CIUDAD DE MÉXICO, a 19 de febrero de 2026.- ¿Puede una persona convencerse de que se transformó en lobo, perro o incluso tigre? Más allá de los mitos, la psiquiatría ha documentado un fenómeno poco frecuente conocido como teriantropía clínica.
En mayo de 2025, la revista científica Neuroscience and Biobehavioral Reviews publicó una revisión sistemática elaborada por los psiquiatras Jan Dirk Blom y Brian A. Sharpless. El estudio analizó 77 casos descritos en la literatura médica sobre personas que manifestaron la creencia de haberse transformado en un animal o de haber adquirido sus características.

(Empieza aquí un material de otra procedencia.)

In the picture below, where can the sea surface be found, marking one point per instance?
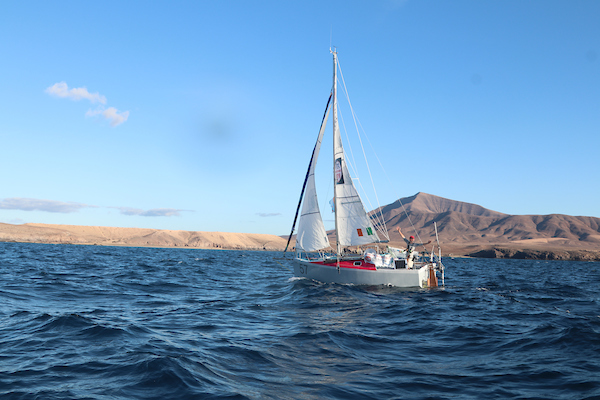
(91, 322)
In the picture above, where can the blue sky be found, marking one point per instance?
(201, 115)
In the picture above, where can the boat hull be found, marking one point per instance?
(330, 273)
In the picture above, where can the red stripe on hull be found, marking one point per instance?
(348, 264)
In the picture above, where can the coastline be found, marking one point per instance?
(156, 238)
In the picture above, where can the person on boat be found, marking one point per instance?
(410, 248)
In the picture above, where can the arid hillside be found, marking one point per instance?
(463, 229)
(100, 235)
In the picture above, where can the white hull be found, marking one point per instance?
(390, 277)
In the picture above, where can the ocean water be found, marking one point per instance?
(87, 322)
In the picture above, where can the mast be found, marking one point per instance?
(335, 127)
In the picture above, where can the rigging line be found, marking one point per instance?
(392, 186)
(355, 118)
(379, 221)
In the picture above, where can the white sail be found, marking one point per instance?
(311, 234)
(353, 225)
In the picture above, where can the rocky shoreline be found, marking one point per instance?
(142, 237)
(524, 254)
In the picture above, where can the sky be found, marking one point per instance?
(202, 115)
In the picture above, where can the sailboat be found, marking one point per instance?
(353, 227)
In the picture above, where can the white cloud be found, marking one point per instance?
(62, 90)
(25, 204)
(111, 114)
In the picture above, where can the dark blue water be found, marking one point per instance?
(85, 322)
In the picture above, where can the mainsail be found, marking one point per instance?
(353, 225)
(311, 234)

De acuerdo con la revisión, el 68 por ciento de los casos implicó transformaciones en caninos, principalmente perros, lo que se denomina cinantropía clínica, y lobos, conocida como licantropía clínica. También se documentaron otros “theriotipos”, como gatos, caballos, tigres, aves y serpientes. En promedio, los hombres presentaron síntomas a los 29 años y las mujeres a los 43.
En los casos clínicos descritos, algunas personas estaban convencidas de que su cuerpo había cambiado realmente. En determinados episodios podían comportarse de manera acorde con el animal en cuestión, como caminar en cuatro extremidades o emitir sonidos asociados a esa especie.

Un modelo explicativo
Los autores proponen un modelo fisiopatológico de “doble impacto”. El primero consistiría en una alteración del esquema corporal, denominada cenestesiopatía, que implica una distorsión en la percepción del propio cuerpo. El segundo impacto correspondería a un proceso cognitivo que consolida esa percepción en forma de delirio.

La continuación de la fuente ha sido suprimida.